A new treatment for aggressive brain tumors (glioblastoma) shows great promise, according to a report by Israeli scientists that was published recently in the journal Nucleic Acids Research.

Glioblastoma is a serious and incurable brain cancer. Patients receiving this diagnosis typically have 11 to 20 months to live. One of the main difficulties in treating this cancer is that its cells quickly build up a resistance to chemotherapy.

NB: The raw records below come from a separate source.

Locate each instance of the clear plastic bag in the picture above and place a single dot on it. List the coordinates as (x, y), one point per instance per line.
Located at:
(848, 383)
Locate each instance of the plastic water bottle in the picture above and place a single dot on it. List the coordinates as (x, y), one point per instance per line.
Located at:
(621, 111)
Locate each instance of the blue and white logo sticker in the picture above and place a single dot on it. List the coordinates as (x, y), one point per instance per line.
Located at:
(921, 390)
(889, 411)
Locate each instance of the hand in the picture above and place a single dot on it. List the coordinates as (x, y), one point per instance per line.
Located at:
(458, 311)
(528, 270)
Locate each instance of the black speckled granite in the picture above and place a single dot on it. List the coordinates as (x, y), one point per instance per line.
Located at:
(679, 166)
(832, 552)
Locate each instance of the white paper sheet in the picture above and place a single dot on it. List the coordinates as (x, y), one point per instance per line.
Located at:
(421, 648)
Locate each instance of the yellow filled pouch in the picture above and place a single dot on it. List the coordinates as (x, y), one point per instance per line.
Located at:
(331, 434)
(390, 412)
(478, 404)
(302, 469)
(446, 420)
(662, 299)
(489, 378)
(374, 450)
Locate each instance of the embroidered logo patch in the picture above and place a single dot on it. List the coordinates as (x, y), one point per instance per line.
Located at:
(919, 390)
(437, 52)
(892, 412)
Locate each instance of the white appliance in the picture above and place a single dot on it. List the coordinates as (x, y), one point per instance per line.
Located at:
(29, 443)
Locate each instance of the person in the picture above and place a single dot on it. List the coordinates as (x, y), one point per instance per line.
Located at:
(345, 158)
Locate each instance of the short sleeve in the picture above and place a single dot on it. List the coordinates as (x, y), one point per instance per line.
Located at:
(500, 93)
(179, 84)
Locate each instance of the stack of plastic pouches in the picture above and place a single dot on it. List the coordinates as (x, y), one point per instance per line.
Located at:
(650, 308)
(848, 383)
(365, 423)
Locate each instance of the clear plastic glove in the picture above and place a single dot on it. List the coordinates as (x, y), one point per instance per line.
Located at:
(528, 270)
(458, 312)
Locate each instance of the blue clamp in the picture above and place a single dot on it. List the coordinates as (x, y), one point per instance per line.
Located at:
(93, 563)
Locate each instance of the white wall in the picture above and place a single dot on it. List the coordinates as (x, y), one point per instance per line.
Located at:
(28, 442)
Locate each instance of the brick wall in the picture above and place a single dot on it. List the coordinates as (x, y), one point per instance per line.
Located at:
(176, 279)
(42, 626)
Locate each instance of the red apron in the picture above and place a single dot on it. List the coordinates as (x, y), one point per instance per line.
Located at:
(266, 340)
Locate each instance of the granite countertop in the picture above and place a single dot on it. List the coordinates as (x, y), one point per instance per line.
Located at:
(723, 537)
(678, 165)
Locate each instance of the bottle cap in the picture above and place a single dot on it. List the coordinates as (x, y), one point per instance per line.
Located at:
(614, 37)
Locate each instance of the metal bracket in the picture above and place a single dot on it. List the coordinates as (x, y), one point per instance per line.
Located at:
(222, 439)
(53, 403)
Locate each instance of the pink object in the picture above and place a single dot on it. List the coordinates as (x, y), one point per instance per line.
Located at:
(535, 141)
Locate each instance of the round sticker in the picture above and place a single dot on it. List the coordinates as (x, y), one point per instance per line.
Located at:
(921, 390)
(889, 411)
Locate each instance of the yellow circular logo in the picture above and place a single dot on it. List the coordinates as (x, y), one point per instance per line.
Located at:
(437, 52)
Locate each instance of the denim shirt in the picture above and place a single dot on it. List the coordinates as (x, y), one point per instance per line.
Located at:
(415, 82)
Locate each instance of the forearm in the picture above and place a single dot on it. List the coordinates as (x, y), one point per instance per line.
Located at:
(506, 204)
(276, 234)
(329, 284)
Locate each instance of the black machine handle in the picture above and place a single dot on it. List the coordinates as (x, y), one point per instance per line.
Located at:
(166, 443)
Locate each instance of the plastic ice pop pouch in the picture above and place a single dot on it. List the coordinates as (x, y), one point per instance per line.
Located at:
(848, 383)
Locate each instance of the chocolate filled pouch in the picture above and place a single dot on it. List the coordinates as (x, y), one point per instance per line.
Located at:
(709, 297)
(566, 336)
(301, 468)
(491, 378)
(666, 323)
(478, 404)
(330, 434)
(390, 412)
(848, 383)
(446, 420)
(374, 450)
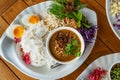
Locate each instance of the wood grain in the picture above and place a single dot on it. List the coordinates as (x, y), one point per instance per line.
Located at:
(10, 14)
(99, 50)
(76, 73)
(18, 73)
(106, 43)
(5, 4)
(33, 2)
(5, 73)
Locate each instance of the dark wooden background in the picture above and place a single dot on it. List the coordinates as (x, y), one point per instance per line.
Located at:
(106, 43)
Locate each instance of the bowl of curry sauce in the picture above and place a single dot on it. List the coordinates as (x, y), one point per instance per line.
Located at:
(65, 45)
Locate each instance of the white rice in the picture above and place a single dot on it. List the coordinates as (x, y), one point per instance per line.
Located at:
(33, 41)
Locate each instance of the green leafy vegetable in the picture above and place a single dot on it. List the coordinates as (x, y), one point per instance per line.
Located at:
(69, 9)
(73, 48)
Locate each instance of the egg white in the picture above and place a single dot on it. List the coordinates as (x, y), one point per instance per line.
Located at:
(25, 20)
(10, 30)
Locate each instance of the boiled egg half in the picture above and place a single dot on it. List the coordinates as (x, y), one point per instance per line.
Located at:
(15, 31)
(30, 20)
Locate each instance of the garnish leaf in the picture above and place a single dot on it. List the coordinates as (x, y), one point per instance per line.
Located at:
(78, 54)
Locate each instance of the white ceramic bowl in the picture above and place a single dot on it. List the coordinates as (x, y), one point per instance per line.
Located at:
(116, 62)
(111, 20)
(65, 28)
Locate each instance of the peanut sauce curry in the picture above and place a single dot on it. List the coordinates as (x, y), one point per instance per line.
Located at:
(65, 45)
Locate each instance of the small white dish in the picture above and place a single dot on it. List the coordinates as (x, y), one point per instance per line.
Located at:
(72, 30)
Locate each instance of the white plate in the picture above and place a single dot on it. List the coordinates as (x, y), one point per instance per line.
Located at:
(8, 51)
(104, 62)
(111, 20)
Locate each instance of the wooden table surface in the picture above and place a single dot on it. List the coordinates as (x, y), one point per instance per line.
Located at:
(106, 43)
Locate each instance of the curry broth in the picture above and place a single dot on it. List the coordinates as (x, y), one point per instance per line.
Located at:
(57, 51)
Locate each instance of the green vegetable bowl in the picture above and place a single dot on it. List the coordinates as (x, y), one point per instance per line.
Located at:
(72, 47)
(114, 71)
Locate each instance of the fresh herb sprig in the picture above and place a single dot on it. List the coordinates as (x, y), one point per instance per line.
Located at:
(69, 9)
(73, 48)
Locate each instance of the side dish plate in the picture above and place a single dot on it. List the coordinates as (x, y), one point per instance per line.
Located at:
(104, 62)
(111, 20)
(9, 53)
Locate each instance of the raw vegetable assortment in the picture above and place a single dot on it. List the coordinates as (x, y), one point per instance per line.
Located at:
(69, 9)
(97, 74)
(115, 12)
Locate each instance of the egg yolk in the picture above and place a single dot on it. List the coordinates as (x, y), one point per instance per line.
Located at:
(18, 31)
(34, 19)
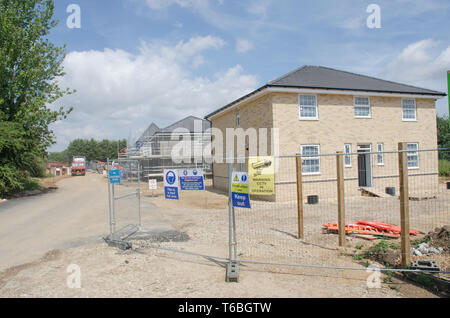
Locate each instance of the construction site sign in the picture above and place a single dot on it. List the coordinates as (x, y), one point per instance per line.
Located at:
(262, 175)
(239, 190)
(114, 176)
(171, 184)
(152, 184)
(192, 180)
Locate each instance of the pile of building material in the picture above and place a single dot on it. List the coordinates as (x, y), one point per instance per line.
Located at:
(370, 228)
(424, 249)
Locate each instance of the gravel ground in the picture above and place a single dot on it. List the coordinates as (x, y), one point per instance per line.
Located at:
(108, 272)
(265, 233)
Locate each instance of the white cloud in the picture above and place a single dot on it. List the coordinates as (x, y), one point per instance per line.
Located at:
(425, 64)
(243, 45)
(120, 93)
(421, 63)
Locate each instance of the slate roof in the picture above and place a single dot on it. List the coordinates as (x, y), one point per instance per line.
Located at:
(187, 123)
(327, 78)
(319, 77)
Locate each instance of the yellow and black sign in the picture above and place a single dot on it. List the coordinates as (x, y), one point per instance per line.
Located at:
(262, 175)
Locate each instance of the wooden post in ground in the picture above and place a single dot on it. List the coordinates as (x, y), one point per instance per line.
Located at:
(404, 204)
(301, 234)
(341, 201)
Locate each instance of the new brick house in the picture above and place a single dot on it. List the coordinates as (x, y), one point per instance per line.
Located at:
(319, 110)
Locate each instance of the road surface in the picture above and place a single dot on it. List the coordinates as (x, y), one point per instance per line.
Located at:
(74, 215)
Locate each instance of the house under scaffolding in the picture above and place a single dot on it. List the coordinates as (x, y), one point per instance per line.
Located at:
(155, 149)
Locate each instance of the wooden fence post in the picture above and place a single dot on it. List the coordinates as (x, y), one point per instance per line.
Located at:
(340, 193)
(404, 204)
(301, 234)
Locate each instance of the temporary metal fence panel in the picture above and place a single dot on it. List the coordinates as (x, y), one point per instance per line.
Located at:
(125, 199)
(287, 227)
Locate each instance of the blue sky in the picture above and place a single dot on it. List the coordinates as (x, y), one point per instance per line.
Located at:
(134, 62)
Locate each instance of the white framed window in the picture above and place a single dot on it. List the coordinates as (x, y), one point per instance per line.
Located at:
(380, 156)
(308, 107)
(413, 155)
(310, 159)
(362, 107)
(409, 112)
(348, 157)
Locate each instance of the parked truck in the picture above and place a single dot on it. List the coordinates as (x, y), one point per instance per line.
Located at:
(79, 166)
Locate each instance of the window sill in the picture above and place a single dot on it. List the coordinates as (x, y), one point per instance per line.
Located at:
(308, 119)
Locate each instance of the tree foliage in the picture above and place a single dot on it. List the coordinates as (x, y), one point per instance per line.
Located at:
(91, 149)
(30, 66)
(443, 130)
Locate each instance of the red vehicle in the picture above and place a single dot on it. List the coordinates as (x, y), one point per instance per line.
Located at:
(79, 166)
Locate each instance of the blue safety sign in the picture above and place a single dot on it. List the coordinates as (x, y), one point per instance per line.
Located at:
(114, 176)
(171, 185)
(192, 180)
(240, 197)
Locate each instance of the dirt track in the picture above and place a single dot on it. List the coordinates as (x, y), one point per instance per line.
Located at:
(71, 221)
(73, 215)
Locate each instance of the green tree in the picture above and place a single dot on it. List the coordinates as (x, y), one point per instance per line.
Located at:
(92, 149)
(29, 70)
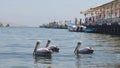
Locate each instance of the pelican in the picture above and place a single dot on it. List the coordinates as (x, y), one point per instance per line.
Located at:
(86, 50)
(54, 48)
(41, 51)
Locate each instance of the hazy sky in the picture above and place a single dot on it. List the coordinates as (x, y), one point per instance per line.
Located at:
(37, 12)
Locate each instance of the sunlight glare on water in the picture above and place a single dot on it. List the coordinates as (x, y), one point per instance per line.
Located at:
(17, 45)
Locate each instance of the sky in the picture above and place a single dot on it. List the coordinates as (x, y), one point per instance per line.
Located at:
(38, 12)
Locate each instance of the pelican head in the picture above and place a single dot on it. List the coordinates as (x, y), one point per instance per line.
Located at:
(48, 42)
(77, 47)
(37, 44)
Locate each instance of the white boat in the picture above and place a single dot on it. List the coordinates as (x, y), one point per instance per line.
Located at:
(76, 28)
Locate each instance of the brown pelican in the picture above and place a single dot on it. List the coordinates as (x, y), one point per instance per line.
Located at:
(86, 50)
(54, 48)
(41, 51)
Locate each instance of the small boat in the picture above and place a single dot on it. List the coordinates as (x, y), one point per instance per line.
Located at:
(76, 28)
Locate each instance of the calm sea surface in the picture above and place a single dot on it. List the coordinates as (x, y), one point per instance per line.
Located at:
(17, 45)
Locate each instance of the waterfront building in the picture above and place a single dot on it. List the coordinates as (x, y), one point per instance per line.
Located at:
(104, 18)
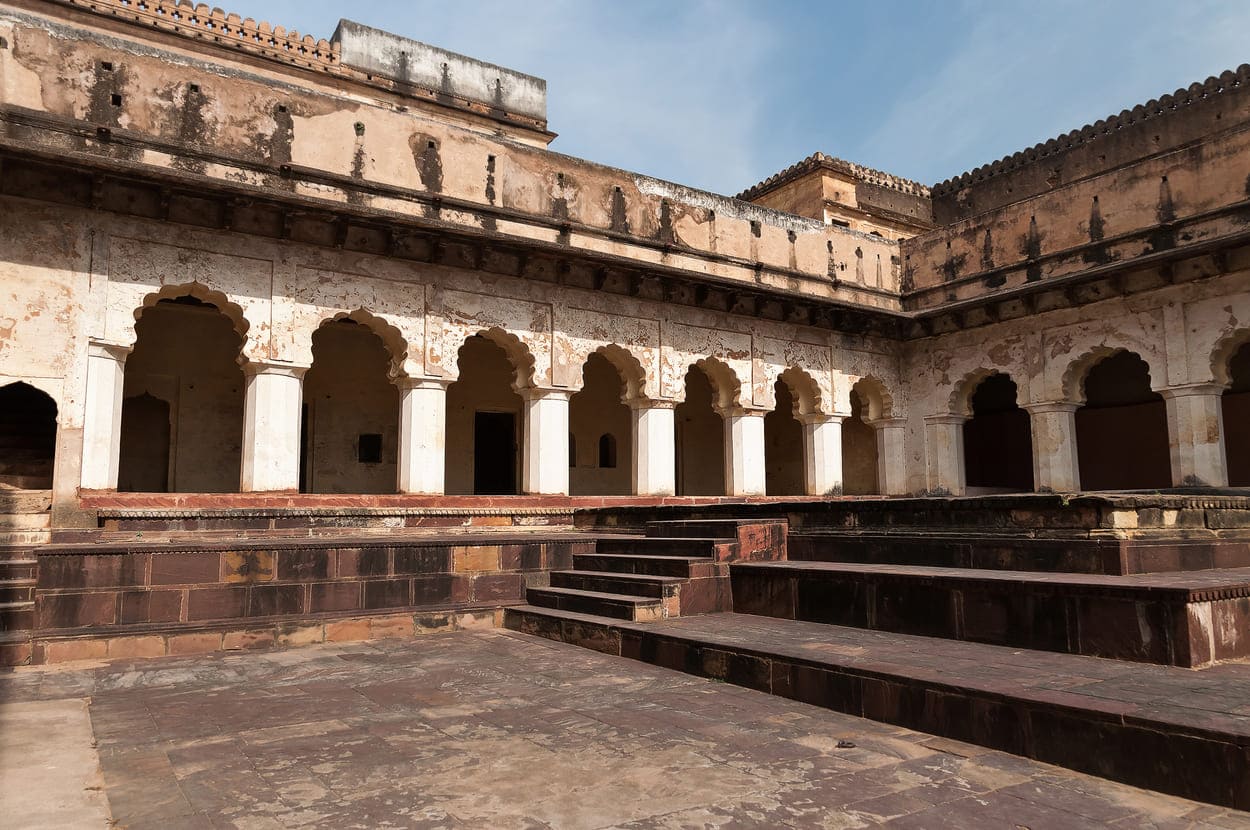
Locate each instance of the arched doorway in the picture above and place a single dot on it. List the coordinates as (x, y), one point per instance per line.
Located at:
(1236, 416)
(998, 439)
(700, 439)
(185, 358)
(484, 423)
(1121, 430)
(28, 436)
(783, 446)
(350, 423)
(859, 449)
(600, 444)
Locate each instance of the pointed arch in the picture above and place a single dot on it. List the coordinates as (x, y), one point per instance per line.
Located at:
(630, 370)
(231, 310)
(518, 354)
(1223, 353)
(724, 381)
(875, 396)
(393, 339)
(804, 389)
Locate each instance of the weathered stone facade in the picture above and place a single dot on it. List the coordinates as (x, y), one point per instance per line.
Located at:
(243, 261)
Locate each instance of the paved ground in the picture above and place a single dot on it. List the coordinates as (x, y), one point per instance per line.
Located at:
(503, 730)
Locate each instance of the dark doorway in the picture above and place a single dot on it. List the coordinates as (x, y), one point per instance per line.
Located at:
(494, 454)
(28, 436)
(1236, 415)
(145, 443)
(1121, 431)
(998, 439)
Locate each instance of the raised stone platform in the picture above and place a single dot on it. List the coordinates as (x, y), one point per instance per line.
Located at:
(1154, 726)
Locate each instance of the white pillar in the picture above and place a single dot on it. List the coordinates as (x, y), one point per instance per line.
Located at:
(1195, 428)
(101, 420)
(744, 453)
(823, 454)
(271, 426)
(654, 464)
(545, 466)
(944, 453)
(423, 419)
(891, 459)
(1055, 466)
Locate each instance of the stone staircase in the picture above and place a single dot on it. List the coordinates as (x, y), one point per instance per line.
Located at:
(675, 569)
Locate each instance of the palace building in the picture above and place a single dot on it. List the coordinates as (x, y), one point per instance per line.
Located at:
(264, 293)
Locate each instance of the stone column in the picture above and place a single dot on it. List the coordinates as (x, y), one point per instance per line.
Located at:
(271, 426)
(823, 454)
(654, 464)
(1195, 435)
(944, 453)
(744, 453)
(891, 459)
(1054, 446)
(545, 455)
(423, 418)
(101, 419)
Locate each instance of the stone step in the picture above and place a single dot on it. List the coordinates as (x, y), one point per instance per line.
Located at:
(16, 616)
(1159, 728)
(660, 546)
(720, 529)
(25, 520)
(681, 566)
(1004, 551)
(1189, 619)
(613, 583)
(16, 590)
(621, 606)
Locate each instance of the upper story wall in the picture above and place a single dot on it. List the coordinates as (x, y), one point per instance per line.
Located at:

A team headed by Professor Rotem Karni and Ph.D. student Maxim Mogilevsky at Hebrew University’s Institute for Medical Research-Israel Canada (IMRIC) designed a molecule that inhibits glioblastoma tumor growth by regulating the proteins it produces.

Karni explained that the MKNK2 gene produces two different protein products through a process called “RNA alternative splicing.” These proteins have two opposing functions: MNK2a inhibits cancer growth, whereas MNK2b supports cancer growth.

Karni’s new molecule shifts the splicing of MKNK2 so that production of the tumor-stimulating protein decreases, while production of the tumor-suppressing protein increases. As a result, cancerous tumors decrease or die.

“Not only can this breakthrough molecule kill tumor cells on its own, it has the power to help former chemotherapy-resistant cells become chemotherapy-sensitive once again,” said Karni.

Future involves tailoring specific treatment for patients

In the study, lab mice were injected with human glioblastoma tumor cells and developed tumors.

In those mice that were treated with the new molecule, tumors shrank or died off completely, as opposed to the control mice treated with an inactive molecule.

“Our research presents a novel approach for glioblastoma treatment. In the future, we’ll be able to tailor treatments for patients based on the amount of cancer-inhibiting proteins that their tumors produce,” said Karni.

A patent for this technology has been registered and granted in the United States and Europe through Yissum, Hebrew University’s technology-transfer company.

Also participating in the “Modulation of MKNK2 alternative splicing by splice-switching oligonucleotides as a novel approach for glioblastoma treatment” research were Adi Mogilevsky of IMRIC; Odelia Shimshon and Eylon Yavin of the Hebrew University Pharmacy School’s Institute for Drug Research; Saran Kumar and Eli Keshet of the university’s Department of Developmental Biology and Cancer Research; and Florian Heyd of the Institute of Chemistry and Biochemistry’s Laboratory of RNA Biochemistry at Freie Universität Berlin.

Funding came from the German-Israel Foundation, Israel Innovation Authority, Israel Science Foundation, Israel Cancer Research Fund, Israel Cancer Association, Henry & Merilyn Taub Foundation and the Carol Epstein Foundation.